ユトレイシア・ユニバーシティ。-【5】-

2021年11月22日 | ユトレイシア・ユニバーシティ。

【ナイトホークス】エドワード・ホッパー

 

 ええと、今回もまた例のgooblogは30000文字以上……以下略☆問題に引っかかってしまったということで、変なところで切れて次回へ>>続く。となっています(^^;)

 

 なので、ここの前文にもあんまし文字数使えないということで、どうしようかなって思ったんですけど、↓に詩人のホイットマンの名前が出てきたので、アレン・ギンズバーグの詩を引用して終わりにしようかな~なんてm(_ _)m

 

 

 >>今夜はあなたのことをどう思うかな、ウォルト・ホイットマンよ、

 木々の下の脇道をわたしは満月を見ながら頭痛を抱えて歩いたのだ。

 

 空腹に疲れ切って、

 映像の買物歩き(ショッピング)しながら、

 わたしはあなたの列挙のしかたを夢みつつ、ネオン輝くスーパーマーケットに入った!

 

 ……わたしたちはどこへ行くのだ?ウォルト・ホイットマン?

 戸口は一時間で閉る。

 今夜あなたのあごひげはどっちを指し示すのだ?

 

(あなたの本に手を触れ、スーパーマーケットのなかのわたしたちの遍歴(オデッセイ)を夢みて、やりきれない。)

 

(『ホイットマン詩集』木島始さん訳編/思潮社より)

 

 あ、ちなみに何故このギンズバーグの詩の引用なのかとか、深い意味はまったくありません(^^;)

 

 わたしがホイットマンの詩を読んだのは、エミリー・ディキンスンと同時代人の詩人だったからなんですけど、最初は「よくわっかんないなあ~」みたいに思ってました。

 

 でもその後、アレン・ギンズバーグとの関連によっても結構好きになったというか……まあ、これもどうでもいいようなことではあるんですけど(笑)。

 

 それではまた~!!

 

 

 ここまですごくなくても、大体こんな感じのダンスやってるのに、まったく無視できるロイ、ある意味心臓強えなって話です(^^;)

 

 

 

     ユトレイシア・ユニバーシティ。-【5】-

 

「だからね、ミランダ。わたしもうコニーから4時間も同じ話ばかり電話でされてるってわけなのよ。で、実際には今日は家教のバイトはないわけだけど、ボランティアのほうがあるもんだから、それでようやくのことで家の電話を切ったの」

 

『ええっ!?で、今度はそのノイローゼ患者の相手をわたしにさせようってわけ?わたしだってそんな暇人じゃないわよ。あんただって同じ文学部だったらわかってるはずじゃないの。ホイットマンの詩論について、レポート提出しなきゃなんないの来週よ?ブロンテ姉妹みたいにさあ、好きな作家のレポート時と違って、あまりどころかほとんど共感できない詩人についてなんか書くなんて、ある意味拷問だわね』

 

「ああ、ジェイコブ・マコーリー教授のやつね。わたし、一応それは終わらせたから、見る?同じ文章を使ったりすることは出来ないにしても、なんかの参考くらいにはなるでしょ」

 

『うん、なるなる。で、そのかわりにコニーの相手をわたしにしろってのね?』

 

「そういうこと。あと、わたしたち……もしコニーがほんとにダニエルの子を妊娠してたら、堕胎のために一緒に病院へついて行かなきゃだわ」

 

 ここで、受話口の向こうから、ミランダが重い溜息を着くのが聞こえる。

 

『そりゃまあね、わたしにもあんたにも、これから先絶対ないとは言えないことだけど……わたしはやっぱり、ダニエルのバカにこのことは伝えるべきだと思うわよ。
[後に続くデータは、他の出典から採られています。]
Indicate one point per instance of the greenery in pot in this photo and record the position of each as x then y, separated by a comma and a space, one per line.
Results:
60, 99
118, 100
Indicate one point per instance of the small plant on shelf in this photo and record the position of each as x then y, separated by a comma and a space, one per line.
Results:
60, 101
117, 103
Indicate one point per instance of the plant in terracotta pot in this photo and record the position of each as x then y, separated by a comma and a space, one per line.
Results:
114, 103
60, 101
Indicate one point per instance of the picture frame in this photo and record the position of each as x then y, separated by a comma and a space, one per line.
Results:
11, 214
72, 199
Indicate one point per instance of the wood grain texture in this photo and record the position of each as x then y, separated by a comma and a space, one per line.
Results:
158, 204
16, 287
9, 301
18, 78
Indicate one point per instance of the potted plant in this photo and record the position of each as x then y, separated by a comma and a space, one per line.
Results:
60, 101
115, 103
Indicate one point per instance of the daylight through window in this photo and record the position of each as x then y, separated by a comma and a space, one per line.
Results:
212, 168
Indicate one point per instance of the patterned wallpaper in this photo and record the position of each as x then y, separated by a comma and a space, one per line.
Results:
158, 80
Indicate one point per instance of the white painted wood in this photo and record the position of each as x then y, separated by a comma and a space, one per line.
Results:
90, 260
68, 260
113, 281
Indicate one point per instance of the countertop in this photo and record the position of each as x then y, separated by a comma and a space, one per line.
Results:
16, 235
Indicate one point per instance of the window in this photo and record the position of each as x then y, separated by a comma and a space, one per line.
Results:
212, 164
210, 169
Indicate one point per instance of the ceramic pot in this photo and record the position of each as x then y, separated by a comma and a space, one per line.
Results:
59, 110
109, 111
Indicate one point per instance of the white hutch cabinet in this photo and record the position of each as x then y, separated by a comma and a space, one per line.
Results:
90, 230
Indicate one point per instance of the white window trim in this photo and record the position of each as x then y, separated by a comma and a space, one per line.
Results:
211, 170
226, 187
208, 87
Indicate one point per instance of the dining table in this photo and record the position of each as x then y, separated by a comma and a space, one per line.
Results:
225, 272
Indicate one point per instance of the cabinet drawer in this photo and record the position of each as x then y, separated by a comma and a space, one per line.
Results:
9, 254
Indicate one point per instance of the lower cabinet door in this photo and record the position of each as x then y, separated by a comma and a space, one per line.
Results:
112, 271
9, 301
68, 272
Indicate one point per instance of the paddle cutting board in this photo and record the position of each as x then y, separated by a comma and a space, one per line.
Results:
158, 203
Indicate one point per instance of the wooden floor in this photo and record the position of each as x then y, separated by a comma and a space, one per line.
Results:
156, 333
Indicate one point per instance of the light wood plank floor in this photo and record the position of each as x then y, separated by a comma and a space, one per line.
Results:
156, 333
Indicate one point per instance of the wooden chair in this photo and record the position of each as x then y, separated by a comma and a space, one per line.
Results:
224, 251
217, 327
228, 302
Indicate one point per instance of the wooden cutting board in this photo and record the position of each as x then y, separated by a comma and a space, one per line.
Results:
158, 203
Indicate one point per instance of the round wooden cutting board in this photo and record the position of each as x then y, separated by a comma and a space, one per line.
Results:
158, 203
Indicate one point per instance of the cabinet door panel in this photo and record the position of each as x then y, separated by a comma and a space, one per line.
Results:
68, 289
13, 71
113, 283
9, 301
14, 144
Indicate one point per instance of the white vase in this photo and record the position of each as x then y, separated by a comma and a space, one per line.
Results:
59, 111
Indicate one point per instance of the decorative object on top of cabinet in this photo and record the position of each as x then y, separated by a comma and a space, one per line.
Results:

費用のことがどうこうっていうのはそのあとの話として』

 

「そうよ。ミランダ、あんたなら絶対そう言うってわかってるから、コニーはわたしに電話してきたんじゃない。生理が来ないから心配になって妊娠検査キットにおしっこかけたらビンゴだなんて……あの子、錯乱するあまり、最初何しゃべってんのかわかんなかったくらいよ。『わたし、どうしよう。ねえ、リズ。わたしどうしよう!』って。あとは、『こんなこと、お義父さんやお母さんに知られたら殺される』なんていうもんだから――わたし一瞬、コニーが売春街で麻薬ディーラー相手にでも寝たかと思ったくらいよ」

 

 ここで、ミランダのいつもの快活な笑い声がする。

 

『あ~、ごめんごめん。コニーにしてみたら笑いごとじゃないのはわかってるんだけど……まあ、大体のとこ想像つくわ。で、あんたに妊娠したってことを順に説明して、あんたのほうではコニーに人としての道を説いてやってという、何かそんなとこね?聞かずとも大体わかるわ。それに、今からわたしがコニーに電話したら、リズにしゃべったのとまったく同じようなことを延々繰り返すんでしょうしね』

 

「そうよ。『避妊には気をつけてたのに、妊娠しちゃったどうしよう』ってことと、あとはぐるぐるずっと同じ話の繰り返しよ。『ダニエルには絶対言えないし、言いたくない』、『墜ろすとしたら、彼には黙ってこっそり』、『そんなことで彼に嫌われたくないの』、『両親には秘密にしたいけど、お金がないのよ』、『ネットで調べたら、費用としてはこのくらいかかるんですって』……で、あとはうわああんっ!て大泣きしてまた一から同じ話を繰り返して計四時間ってとこよ」

 

『やれやれ。わたしがコニーに話すことだって、リズと大して変わりゃしないでしょうよ。「ダニエルに話したくないったって、話すよりしゃあないでしょうが」とか、「それでダニエルが離れてくなら、あいつもその程度の男だったってことよ」とか、「あいつにだって責任あんだから、お金のほうはあいつに出してもらいなさい」とか、そんなところでしょう?』

 

「そうよ。でも、わたしとミランダの言うことがもし大体同じだったとしたら……コニーのほうでもようやく納得するかもしれないじゃない?診察含めて、病院で身心ともに傷を負うのはコニーなんだから、せめてもお金くらいダニエルに負担してもらわなきゃ、わたしだって友達としてつらいわよ。それにユト大の試合見るたびに、ダニエルがボール持ったまま転びゃいいのに……なんて、思い続けたくもないしね」

 

『ほんとよねえ。なんにしても、了解したわ。あんた、ボランティアのほうがあるんでしょ?コニーのことはとりあえず引き受けるけど、そっちの用事が済んだら必ず電話ちょうだいね。夜遅くなっても構わないから、待ってるわ』

 

「うん。ありがと、ミランダ。コニーのこと、お願いね」

 

 リズはふう、と溜息を着いて、電話の受話器を置いた。携帯電話であれば、彼女ももちろん持ってはいる。だが、家電から家電への通話であれば、携帯からかけるより遥かに安くてすむからだ。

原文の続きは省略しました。